Recently, in our unit, there have been a few patients whose potassium is 5.3 and the physician continues to want them on 3K bath. The potassiums are done weekly. Although, routine orders say decrease to 2K, I am wondering if other units function as this one. It would seem that if a patient's K+ level was lower it would be easier to 'fix' then having it too high.. I know that some units allow the nurses to change to bath, write a v.o. according to routine orders but this is perplexing. Why would a physician continue with a 3K when the patient's K+ is above 5.0 and not lower to 2K.? When asked he just says statements i.e. if there is not a problem, we don't fix it.. meaning the patient has had no symptoms, etc.

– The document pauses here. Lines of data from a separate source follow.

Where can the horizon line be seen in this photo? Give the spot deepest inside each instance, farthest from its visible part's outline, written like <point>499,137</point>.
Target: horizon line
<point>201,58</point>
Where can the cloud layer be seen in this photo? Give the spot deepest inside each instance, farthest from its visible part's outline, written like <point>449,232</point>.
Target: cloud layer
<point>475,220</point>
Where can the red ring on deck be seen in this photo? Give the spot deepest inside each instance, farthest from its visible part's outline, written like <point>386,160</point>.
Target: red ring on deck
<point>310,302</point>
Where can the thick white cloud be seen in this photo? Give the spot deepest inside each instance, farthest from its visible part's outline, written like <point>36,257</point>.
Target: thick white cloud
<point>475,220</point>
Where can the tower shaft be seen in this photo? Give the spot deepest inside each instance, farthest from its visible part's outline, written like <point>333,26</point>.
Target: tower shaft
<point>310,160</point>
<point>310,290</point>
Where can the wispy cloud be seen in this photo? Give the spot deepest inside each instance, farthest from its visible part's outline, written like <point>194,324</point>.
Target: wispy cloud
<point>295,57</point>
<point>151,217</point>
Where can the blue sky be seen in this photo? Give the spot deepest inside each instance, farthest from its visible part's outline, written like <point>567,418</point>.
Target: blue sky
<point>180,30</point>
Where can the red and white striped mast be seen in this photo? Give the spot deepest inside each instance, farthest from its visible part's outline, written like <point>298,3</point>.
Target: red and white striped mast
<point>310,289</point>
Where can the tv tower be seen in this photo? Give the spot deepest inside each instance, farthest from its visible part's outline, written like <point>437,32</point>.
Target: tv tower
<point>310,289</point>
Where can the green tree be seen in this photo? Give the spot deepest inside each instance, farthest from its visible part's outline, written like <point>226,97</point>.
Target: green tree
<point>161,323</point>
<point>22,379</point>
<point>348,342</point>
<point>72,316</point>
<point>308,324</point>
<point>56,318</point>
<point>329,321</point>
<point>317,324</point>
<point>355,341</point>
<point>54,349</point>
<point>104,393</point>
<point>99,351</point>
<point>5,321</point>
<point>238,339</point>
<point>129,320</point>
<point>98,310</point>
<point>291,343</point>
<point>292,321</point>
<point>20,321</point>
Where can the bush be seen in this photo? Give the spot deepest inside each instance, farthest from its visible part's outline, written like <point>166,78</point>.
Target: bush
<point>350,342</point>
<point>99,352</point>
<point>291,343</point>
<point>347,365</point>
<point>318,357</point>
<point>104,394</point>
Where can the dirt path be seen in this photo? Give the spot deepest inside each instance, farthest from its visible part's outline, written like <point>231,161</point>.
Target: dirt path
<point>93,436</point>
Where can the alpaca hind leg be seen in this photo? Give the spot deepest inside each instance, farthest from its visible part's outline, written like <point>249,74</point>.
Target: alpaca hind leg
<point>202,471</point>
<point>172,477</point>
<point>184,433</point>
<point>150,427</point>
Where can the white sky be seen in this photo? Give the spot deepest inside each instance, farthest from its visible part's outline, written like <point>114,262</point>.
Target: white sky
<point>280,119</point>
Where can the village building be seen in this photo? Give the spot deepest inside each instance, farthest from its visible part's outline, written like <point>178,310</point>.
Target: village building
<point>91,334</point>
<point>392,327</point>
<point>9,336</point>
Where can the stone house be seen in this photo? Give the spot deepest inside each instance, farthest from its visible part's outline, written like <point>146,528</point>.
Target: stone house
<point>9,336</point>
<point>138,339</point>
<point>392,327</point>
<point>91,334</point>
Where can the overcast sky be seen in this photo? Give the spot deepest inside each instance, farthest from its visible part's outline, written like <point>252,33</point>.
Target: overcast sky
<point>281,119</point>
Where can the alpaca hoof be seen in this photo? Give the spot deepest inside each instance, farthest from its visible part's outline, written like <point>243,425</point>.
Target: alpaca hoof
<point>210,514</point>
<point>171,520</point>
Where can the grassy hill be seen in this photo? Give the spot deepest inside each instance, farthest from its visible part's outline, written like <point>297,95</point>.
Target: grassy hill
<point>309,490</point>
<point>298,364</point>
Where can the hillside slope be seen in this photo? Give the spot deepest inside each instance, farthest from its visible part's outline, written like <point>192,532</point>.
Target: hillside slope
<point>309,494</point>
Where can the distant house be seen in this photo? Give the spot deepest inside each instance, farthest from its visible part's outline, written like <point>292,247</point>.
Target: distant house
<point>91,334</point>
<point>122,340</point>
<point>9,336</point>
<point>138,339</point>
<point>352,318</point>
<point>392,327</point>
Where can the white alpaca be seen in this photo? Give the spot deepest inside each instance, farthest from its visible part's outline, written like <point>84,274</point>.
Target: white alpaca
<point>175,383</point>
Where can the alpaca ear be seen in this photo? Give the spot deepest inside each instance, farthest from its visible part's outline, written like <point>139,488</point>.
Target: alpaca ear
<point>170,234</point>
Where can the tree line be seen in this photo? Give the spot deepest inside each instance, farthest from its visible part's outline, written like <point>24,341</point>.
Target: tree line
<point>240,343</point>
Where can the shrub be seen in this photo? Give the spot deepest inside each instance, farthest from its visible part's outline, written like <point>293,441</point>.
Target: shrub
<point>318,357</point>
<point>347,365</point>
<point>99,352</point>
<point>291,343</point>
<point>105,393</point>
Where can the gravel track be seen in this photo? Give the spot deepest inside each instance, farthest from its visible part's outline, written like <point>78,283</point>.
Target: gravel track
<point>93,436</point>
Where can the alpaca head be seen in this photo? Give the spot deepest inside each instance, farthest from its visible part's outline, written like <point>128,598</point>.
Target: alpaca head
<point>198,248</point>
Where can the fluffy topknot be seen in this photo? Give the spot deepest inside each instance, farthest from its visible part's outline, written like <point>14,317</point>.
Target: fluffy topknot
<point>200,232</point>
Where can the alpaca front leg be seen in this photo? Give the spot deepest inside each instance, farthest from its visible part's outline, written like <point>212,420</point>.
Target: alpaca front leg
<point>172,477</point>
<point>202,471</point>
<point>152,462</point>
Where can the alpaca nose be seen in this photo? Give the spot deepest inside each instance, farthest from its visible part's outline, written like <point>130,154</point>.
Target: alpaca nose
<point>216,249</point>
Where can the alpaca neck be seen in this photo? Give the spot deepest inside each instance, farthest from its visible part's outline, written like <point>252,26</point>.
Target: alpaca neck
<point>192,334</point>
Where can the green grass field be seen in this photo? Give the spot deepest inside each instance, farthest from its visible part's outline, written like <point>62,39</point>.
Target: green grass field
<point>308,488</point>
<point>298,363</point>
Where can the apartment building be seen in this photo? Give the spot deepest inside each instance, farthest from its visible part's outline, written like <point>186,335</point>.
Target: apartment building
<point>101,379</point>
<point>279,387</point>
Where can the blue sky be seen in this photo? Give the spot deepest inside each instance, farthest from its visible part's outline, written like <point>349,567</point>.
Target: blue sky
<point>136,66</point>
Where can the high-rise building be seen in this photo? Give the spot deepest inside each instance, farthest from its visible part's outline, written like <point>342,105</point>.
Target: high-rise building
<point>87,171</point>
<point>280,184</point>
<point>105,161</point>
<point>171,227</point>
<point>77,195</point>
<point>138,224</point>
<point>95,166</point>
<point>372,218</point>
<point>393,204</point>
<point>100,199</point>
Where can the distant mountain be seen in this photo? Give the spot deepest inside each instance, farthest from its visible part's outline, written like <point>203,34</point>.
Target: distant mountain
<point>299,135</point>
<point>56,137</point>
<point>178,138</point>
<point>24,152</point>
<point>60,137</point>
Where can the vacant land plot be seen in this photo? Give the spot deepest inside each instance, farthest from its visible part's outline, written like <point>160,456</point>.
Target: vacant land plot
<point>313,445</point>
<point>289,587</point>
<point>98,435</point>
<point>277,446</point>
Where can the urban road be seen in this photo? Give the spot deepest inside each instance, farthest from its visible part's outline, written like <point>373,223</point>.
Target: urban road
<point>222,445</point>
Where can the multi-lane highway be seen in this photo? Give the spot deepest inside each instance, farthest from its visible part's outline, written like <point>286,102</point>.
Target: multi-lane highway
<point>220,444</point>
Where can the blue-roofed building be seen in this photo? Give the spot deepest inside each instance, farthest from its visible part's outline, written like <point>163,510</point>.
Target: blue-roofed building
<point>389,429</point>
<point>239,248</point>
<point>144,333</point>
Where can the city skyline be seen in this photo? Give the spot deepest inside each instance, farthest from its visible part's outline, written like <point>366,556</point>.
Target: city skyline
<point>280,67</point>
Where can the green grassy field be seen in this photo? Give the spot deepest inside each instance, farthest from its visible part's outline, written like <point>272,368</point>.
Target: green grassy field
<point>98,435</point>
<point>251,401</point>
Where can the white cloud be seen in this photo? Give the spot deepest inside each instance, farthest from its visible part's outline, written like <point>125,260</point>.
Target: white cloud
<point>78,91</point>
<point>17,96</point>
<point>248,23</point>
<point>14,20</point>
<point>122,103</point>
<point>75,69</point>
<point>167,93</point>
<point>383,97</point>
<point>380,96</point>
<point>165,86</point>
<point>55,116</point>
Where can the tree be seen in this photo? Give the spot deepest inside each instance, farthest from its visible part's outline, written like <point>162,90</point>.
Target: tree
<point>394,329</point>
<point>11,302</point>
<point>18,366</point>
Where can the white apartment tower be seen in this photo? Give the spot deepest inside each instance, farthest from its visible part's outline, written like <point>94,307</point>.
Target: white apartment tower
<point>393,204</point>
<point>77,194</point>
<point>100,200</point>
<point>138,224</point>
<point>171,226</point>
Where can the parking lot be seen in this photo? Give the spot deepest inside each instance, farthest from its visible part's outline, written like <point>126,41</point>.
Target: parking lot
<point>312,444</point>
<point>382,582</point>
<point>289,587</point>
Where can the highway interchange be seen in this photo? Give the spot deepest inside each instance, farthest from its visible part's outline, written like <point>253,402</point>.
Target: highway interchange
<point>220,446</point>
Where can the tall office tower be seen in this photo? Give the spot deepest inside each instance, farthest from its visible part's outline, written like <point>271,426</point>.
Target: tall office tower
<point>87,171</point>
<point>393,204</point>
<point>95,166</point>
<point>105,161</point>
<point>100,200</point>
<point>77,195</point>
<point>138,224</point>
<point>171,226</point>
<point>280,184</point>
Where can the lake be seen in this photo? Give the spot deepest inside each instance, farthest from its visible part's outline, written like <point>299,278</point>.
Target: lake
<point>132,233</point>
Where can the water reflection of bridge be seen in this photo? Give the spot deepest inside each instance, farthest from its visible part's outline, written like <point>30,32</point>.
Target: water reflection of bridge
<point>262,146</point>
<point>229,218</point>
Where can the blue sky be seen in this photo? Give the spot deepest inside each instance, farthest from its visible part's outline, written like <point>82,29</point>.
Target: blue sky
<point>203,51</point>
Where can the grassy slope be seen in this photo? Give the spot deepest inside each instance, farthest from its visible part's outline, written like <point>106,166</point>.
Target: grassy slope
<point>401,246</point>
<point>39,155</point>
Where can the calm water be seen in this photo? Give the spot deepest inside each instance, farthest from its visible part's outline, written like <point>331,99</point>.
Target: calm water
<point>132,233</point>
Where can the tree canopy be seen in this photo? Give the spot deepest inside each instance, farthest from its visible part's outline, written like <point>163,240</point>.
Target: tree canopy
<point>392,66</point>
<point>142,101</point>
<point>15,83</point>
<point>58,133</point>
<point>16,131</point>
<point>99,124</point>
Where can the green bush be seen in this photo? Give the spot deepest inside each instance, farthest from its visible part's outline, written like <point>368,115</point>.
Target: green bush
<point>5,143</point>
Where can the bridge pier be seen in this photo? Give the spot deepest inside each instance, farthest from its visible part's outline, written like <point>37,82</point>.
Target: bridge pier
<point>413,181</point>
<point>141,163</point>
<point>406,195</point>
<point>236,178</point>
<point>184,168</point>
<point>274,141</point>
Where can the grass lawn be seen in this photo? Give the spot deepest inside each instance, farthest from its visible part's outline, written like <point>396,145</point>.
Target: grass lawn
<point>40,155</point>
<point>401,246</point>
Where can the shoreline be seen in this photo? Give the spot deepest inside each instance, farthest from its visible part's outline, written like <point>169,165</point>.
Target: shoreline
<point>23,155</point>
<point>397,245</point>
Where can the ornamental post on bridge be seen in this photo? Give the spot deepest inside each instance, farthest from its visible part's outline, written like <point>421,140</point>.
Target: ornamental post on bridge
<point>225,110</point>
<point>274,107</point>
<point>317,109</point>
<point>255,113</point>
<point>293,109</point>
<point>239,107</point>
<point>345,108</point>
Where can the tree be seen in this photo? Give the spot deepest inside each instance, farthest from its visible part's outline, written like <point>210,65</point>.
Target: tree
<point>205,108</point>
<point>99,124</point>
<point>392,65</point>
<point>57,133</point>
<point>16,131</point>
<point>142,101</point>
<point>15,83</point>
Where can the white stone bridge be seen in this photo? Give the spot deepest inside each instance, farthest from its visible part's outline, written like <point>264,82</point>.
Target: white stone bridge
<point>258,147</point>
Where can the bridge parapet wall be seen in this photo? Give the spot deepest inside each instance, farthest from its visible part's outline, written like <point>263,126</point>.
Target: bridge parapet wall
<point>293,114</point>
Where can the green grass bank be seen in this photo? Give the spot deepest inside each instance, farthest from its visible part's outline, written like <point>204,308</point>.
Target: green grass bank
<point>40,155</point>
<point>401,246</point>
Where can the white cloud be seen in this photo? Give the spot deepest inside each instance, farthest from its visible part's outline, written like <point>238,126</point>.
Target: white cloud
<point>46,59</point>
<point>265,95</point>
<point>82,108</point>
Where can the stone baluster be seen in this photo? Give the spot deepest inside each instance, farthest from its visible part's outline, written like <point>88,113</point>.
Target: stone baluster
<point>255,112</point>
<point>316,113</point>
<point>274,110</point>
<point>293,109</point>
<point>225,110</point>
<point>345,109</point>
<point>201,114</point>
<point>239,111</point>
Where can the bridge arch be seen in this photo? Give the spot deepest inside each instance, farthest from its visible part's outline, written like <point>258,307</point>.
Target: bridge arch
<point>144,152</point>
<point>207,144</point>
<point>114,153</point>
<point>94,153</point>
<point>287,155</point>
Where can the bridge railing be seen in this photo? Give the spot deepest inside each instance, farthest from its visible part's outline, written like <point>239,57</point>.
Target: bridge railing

Also, nausea post dialysis and 'only' post dialysis, no other time indicates what? My training says could be dry weight needs to be adjusted, too much fluid removal..etc? What else? Thx
A doc once told me his rule of thumb:The K bath and serum K should add up to 6 to 6.5.
Serum K=5, Kbath=1. Serum K=4, Kbath=2. Its a rough estimation, but works well on the fly.
Last edit by mo-mo on Mar 29, '07
: Reason: Punctuat!on
There are some doctors that still prescribe a 0 K bath for some patients. I think it's dangerous and unnecessary and just plain stupid. The highest serum potassium level I've seen was 8.6. Dialyzed her with 2K and brought the post down to 4.2. (Urr would have looked great) Of course the condition of the access along with the blood and dialysis flow rates has lots to do with it. I'm in the hospital doing acutes. so obviously there is much closer monitoring.
Dehydration does not effect the serum potassium level. And, by the way, there should be a fairly good BUN, like above 30 or more. Low Bun indicates lack of nourishment, especially protein. Low Albumin hinders the fluid from shifting into the blood where it can be removed. Morbidity rate is higher in patients that don't have much intake of protein or fluid.